What is TransmogrifAI?

TransmogrifAI is an AutoML library written in Scala that runs on top of Spark. It was developed with a focus on enhancing machine learning developer productivity through machine learning automation, and an API that enforces compile-time type-safety, modularity and reuse.

Use TransmogrifAI if you need a machine learning library to:

  • Rapidly train good quality machine learnt models with minimal hand tuning
  • Build modular, reusable, strongly typed machine learning workflows

Why is “op” in the package name and at the start of many class names?

OP is a reference to the internal codename that the project was developed under: Optimus Prime.

I am used to working in Python why should I care about type safety?

The flexibility of Salesforce Objects allows customers to modify even standard objects schemas. This means that when writing models for a multi-tenant environment the only information about what is in a column that we can really count on is the Salesforce type (i.e. Phone, Email, Mulipicklist, Percent, etc.). Working in a strictly typed environment allows us to leverage this information to perform sensible automatic feature engineering.

In addition type safety assures that you get fewer unexpected data issues in production.

What does automatic feature engineering based on types look like?

In order to take advantage of automatic type based feature engineering in TransmogrifAI one simply defines the features that will be used in the model and relies on TransmogrifAI to do the feature engineering.
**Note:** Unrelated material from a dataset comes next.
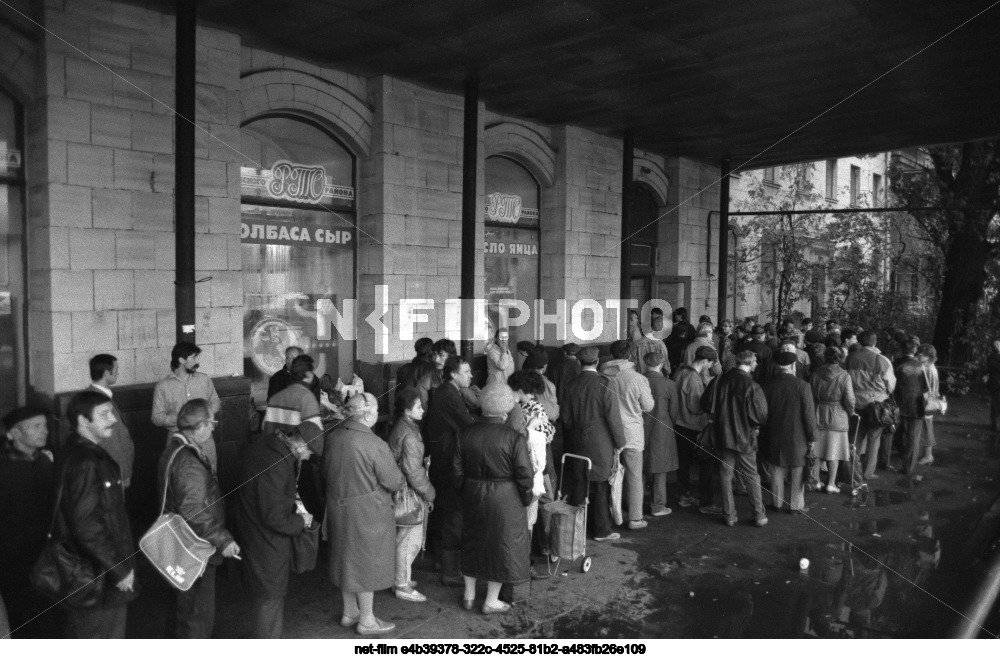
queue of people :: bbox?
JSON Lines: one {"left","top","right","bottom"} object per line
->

The code for this would look like:

val featureVector = Seq(email, name, description, salary, phone).transmogrify()

The transmogrify shortcut will sort the features by type and apply appropriate transformations. For example, email which will have the type Email will be split into prefix and domain, checked for spam-i-ness and pivoted for top domains. Similarly, description which will have the type TextArea will be automatically be converted to a feature vector using the hashing trick.

Of course if you want to manually perform these or other transformations you can simply specify the steps for each feature and use the VectorsCombiner Transformer to manually combine your final features. However, this gives developers the option of using default type specific feature engineering.

What other AutoML functionality does TransmogrifAI provide?

Look at the AutoML Capabilities section for a complete list of the powerful AutoML estimators that TransmogrifAI provides. In a nutshell, they are Transmogrifier for automatic feature engineering, SanityChecker and RawFeatureFilter for data cleaning and automatic feature selection, and ModelSelectors for different classes of problems for automatic model selection.

What imports do I need for TransmogrifAI to work?

// TransmogrifAI functionality: feature types, feature builders, feature dsl, readers, aggregators etc.
import com.salesforce.op._
import com.salesforce.op.aggregators._
import com.salesforce.op.features._
import com.salesforce.op.features.types._
import com.salesforce.op.readers._

// Spark enrichments (optional)
import com.salesforce.op.utils.spark.RichDataset._
import com.salesforce.op.utils.spark.RichRDD._
import com.salesforce.op.utils.spark.RichRow._
import com.salesforce.op.utils.spark.RichMetadata._
import com.salesforce.op.utils.spark.RichStructType._

I don’t need joins or aggregations in my data preparation why can’t I just use Spark to load my data and pass it into a Workflow?

You can! Simply use the .setInputRDD(myRDD) or .setInputDataSet(myDataSet) methods on Workflow to pass in your data.

How do I examine intermediate data when trying to debug my ML workflow?

You can generate data up to any particular point in the Workflow using the method .computeDataUpTo(myFeature). Calling this method on your Workflow or WorkflowModel will compute a DataFrame which contains all of the rows for features created up to that point in your flow.